Brulé had returned as an apparition emerging from the woods and yet, seemingly, a part of the woods, and for a second time Champlain had scarcely recognized the young adventurer. Wilderness life had changed him—his appearance, the way he carried himself, even the way he spoke, and perhaps not all the changes were for the better. An inner determination had supplanted the youth’s earlier impetuousness, and the romantic eagerness with which he had embarked had been augmented along the way by a seasoned fatalism. He no longer possessed the demeanour of a dislocated youth. In idle hours, Champlain had imagined that he would welcome the lad home in a manner befitting the return of a beloved son from a war, and he had done so. And yet, similar to any son arriving back from a conflict, the warrior was no longer the rambunctious, grinning boy who had departed, and the relationship between the two men had also been altered.

Champlain understood the change, gleaning insight as he listened to Brulé’s accounts of his escapades.
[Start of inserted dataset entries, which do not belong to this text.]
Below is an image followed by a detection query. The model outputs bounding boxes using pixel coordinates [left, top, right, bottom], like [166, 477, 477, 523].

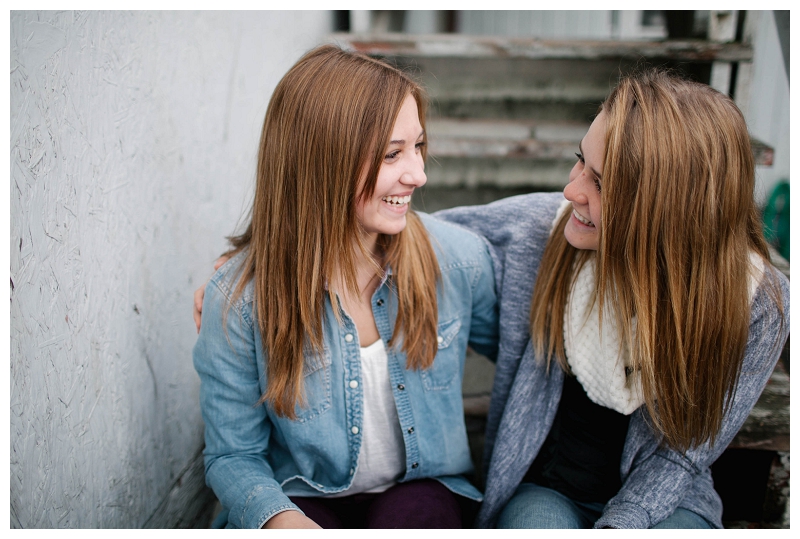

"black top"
[524, 375, 630, 503]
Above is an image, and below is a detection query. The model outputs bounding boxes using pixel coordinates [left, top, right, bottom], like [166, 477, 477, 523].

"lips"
[572, 209, 594, 227]
[381, 195, 411, 206]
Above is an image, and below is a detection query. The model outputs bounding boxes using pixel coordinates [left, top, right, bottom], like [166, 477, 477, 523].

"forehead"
[581, 111, 606, 152]
[393, 94, 422, 132]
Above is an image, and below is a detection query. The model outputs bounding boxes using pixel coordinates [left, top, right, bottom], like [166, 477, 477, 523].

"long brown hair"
[223, 45, 439, 418]
[531, 70, 782, 451]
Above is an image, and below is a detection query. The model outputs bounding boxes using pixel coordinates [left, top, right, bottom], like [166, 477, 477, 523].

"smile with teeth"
[381, 195, 411, 206]
[572, 210, 594, 226]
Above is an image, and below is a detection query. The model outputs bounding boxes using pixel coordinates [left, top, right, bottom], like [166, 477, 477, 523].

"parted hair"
[227, 45, 440, 419]
[531, 69, 782, 451]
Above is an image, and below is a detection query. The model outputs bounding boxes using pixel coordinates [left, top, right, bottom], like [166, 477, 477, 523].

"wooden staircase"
[331, 29, 789, 527]
[332, 33, 771, 211]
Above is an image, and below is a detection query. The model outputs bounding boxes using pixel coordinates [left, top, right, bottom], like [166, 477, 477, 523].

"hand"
[192, 255, 230, 333]
[261, 509, 322, 530]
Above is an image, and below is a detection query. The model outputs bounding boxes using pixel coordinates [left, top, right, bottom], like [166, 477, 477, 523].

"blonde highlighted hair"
[531, 70, 782, 450]
[227, 45, 439, 418]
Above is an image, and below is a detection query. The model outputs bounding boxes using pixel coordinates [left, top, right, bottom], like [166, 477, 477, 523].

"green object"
[764, 180, 789, 260]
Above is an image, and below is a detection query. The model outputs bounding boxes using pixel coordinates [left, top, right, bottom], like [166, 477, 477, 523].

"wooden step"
[331, 33, 753, 62]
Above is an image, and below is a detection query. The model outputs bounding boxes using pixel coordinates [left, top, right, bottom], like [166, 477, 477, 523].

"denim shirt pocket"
[295, 345, 331, 423]
[421, 318, 461, 391]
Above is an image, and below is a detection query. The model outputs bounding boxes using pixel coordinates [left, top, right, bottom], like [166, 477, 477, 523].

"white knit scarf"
[554, 203, 764, 415]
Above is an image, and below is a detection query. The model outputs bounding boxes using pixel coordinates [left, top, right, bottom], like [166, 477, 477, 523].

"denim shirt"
[193, 214, 498, 528]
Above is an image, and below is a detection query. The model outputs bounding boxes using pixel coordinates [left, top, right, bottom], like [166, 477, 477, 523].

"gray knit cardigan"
[436, 193, 789, 528]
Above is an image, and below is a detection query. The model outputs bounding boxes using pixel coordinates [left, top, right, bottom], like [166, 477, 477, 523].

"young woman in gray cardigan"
[439, 71, 789, 528]
[195, 71, 789, 528]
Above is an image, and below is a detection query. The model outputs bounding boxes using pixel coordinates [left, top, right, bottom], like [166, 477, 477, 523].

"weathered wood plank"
[332, 33, 753, 62]
[729, 358, 789, 452]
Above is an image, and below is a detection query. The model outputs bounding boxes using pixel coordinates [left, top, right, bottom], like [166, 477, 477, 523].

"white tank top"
[332, 339, 406, 497]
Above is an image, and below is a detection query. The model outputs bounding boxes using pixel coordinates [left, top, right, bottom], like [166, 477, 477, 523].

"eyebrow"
[578, 139, 603, 180]
[389, 129, 425, 146]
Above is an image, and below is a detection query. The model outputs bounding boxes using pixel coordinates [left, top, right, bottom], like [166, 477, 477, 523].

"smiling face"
[356, 95, 427, 250]
[564, 112, 606, 251]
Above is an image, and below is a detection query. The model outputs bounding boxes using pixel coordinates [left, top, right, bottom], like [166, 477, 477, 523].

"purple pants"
[290, 479, 470, 528]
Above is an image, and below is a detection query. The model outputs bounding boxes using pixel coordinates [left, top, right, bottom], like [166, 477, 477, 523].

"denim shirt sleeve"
[469, 240, 499, 361]
[193, 274, 302, 528]
[594, 272, 789, 528]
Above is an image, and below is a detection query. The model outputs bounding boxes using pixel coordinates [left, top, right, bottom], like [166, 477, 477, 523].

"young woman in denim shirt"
[195, 66, 789, 528]
[193, 46, 497, 528]
[438, 71, 789, 528]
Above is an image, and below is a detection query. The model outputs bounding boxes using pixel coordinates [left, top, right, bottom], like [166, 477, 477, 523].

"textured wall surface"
[10, 12, 331, 528]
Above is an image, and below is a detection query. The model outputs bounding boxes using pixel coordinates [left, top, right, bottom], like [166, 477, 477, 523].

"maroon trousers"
[290, 479, 472, 529]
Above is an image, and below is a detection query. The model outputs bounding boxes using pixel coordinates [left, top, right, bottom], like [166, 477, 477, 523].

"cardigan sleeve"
[594, 270, 789, 528]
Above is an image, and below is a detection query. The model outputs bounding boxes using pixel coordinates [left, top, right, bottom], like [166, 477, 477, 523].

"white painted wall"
[10, 11, 332, 528]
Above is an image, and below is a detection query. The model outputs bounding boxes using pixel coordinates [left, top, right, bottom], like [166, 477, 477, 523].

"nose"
[564, 162, 589, 204]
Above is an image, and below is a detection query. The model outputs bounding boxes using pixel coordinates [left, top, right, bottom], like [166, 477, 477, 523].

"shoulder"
[435, 192, 564, 245]
[206, 250, 255, 307]
[417, 212, 491, 269]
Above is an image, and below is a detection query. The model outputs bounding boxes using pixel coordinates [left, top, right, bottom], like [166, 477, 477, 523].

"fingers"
[214, 255, 230, 271]
[192, 284, 206, 333]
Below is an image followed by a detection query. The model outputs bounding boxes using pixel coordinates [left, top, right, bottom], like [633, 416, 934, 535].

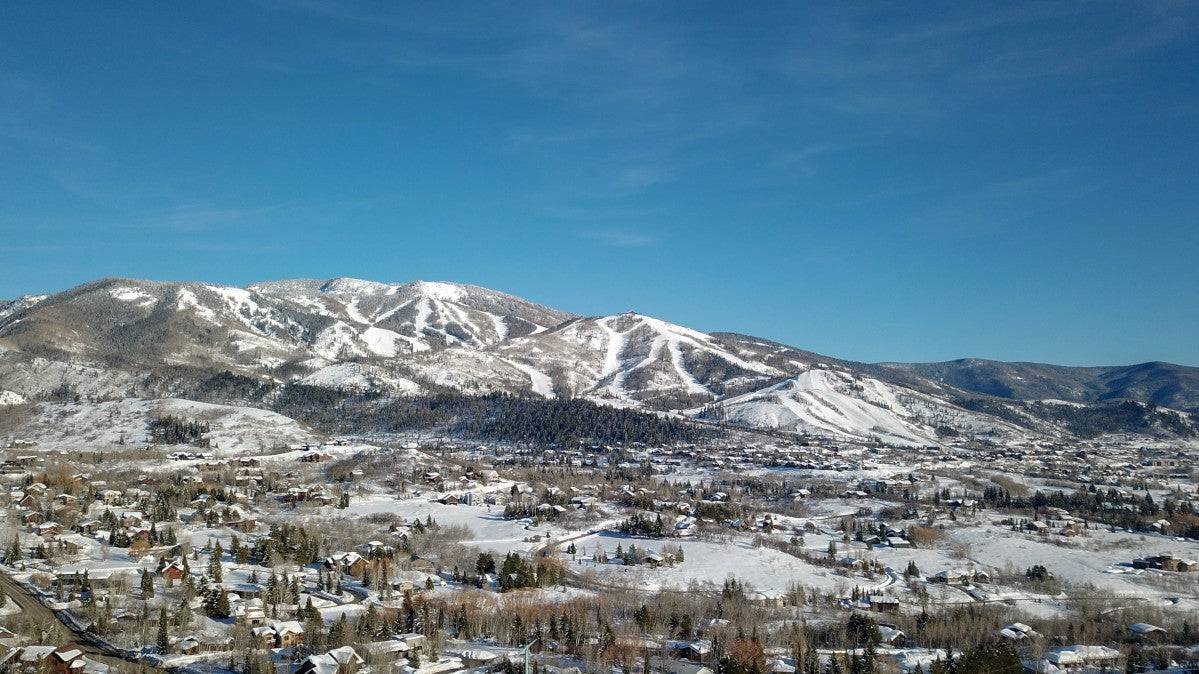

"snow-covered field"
[5, 398, 324, 455]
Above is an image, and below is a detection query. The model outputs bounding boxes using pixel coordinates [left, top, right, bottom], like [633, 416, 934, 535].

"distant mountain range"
[0, 278, 1199, 444]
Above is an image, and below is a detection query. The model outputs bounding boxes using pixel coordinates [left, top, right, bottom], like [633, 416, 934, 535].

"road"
[0, 572, 158, 672]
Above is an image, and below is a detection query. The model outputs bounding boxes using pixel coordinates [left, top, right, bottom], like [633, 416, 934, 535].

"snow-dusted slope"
[693, 368, 1023, 445]
[494, 313, 787, 407]
[251, 278, 571, 360]
[13, 398, 324, 453]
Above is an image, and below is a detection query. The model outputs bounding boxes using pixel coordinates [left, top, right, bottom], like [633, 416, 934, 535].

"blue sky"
[0, 0, 1199, 365]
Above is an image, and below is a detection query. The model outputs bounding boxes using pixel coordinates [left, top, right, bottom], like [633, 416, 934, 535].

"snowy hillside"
[0, 277, 1194, 444]
[495, 313, 787, 407]
[5, 399, 324, 455]
[693, 369, 1024, 445]
[249, 278, 571, 360]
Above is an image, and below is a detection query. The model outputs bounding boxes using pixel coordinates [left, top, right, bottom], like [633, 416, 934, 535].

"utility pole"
[520, 639, 540, 674]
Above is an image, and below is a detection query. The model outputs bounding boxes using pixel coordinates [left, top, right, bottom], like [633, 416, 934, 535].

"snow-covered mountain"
[249, 278, 572, 361]
[0, 278, 1199, 444]
[692, 368, 1030, 445]
[492, 313, 794, 409]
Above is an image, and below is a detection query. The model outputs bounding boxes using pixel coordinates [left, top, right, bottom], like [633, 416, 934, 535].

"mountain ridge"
[0, 277, 1199, 444]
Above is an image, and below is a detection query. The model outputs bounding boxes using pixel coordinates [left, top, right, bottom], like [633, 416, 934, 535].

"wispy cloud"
[583, 229, 661, 248]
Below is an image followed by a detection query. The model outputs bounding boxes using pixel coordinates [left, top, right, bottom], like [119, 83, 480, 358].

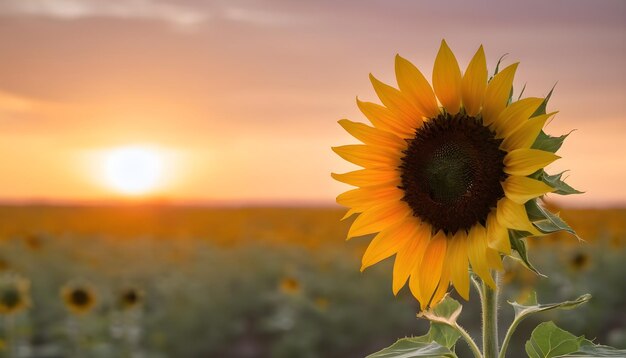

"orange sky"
[0, 0, 626, 206]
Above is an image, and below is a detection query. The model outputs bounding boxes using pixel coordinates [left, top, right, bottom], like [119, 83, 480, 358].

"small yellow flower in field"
[315, 297, 330, 311]
[280, 276, 300, 295]
[61, 283, 98, 315]
[332, 41, 574, 309]
[569, 252, 591, 271]
[0, 274, 31, 315]
[118, 287, 144, 310]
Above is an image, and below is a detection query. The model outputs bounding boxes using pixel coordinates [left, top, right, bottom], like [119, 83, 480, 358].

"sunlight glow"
[104, 146, 163, 195]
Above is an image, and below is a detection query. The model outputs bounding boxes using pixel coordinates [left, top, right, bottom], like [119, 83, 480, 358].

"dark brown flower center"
[0, 287, 22, 308]
[400, 113, 506, 234]
[70, 288, 91, 306]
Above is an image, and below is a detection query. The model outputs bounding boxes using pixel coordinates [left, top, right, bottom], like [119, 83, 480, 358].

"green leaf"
[525, 321, 584, 358]
[540, 170, 583, 195]
[524, 200, 580, 240]
[526, 324, 626, 358]
[530, 130, 572, 153]
[418, 296, 463, 349]
[367, 336, 456, 358]
[563, 339, 626, 357]
[509, 229, 545, 277]
[509, 294, 591, 320]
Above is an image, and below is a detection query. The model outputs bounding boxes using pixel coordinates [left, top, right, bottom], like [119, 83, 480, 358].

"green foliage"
[509, 229, 543, 276]
[509, 293, 591, 320]
[531, 131, 571, 153]
[531, 84, 556, 117]
[419, 297, 463, 348]
[360, 335, 456, 358]
[566, 339, 626, 358]
[538, 169, 583, 195]
[525, 321, 584, 358]
[525, 200, 580, 239]
[367, 297, 462, 358]
[525, 322, 626, 358]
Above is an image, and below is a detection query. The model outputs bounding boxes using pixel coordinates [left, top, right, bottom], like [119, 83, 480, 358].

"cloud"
[0, 0, 209, 26]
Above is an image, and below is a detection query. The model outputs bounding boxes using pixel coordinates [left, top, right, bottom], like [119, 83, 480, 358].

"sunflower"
[279, 276, 301, 295]
[332, 40, 573, 308]
[61, 283, 97, 315]
[118, 287, 144, 310]
[0, 274, 31, 315]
He remained the leader of this mission, but no longer was Brulé a mere foot soldier at his command. The youth was the only one among them who possessed true and generous knowledge of the territory, the only one who had proven himself and developed the capacity to survive on his own in the wild woods, and he alone among the French comprehended the language and strategies of their friends and enemies both. Brulé understood Indian ways, and consequently the ways of this land. While he was much too young to be a rival to Champlain’s leadership, he nonetheless had become a person of influence and standing. He was considered courageous and insightful. The people revered and trusted him, so that it was now prudent for Champlain to consult him regarding a variety of crucial decisions. Laughing one night, meaning to make a joke, he dubbed Brulé the first Quebec man.

“What?” Brulé, somewhat inebriated with the last of the ship’s wine, responded.

“You were not born here,” Champlain expounded, and clamped an arm around the lad’s shoulders, “but you are the first Frenchman to belong to this land. You are, Étienne, the first Frenchman of the New World, for you are no longer a Frenchman of the old.”

“France,” Brulé muttered, taking his final swig, “can kiss my ass.”

Given the late hour, and their general state of drunkenness, the French around the campfire that night chuckled.

The next morning, Champlain was still thinking about Brulé as he pondered a new scheme, letting it settle into his head. Eternally at odds with powers guiding him from France, Champlain allowed himself to imagine a new man, a new people. One day, a few years later, he would take his ideas to the Algonquin, and suggest that they and the French form a new race. Indian and French would intermarry, binding their alliance through shared offspring and a unified purpose. The proposal was not without interest to the natives, and they considered the possibility at length, deciding in the end to respectfully decline. The French had brought over too few women to tempt their young men, and they feared that their young men might want for wives while Indian girls merrily ran off with the randy French. Yet both sides agreed, in the face of the idea’s defeat, that although intermarriage would not become a requirement, neither would it be discouraged in their communities. Love, then, would be permitted to take its course, wherever it might arise.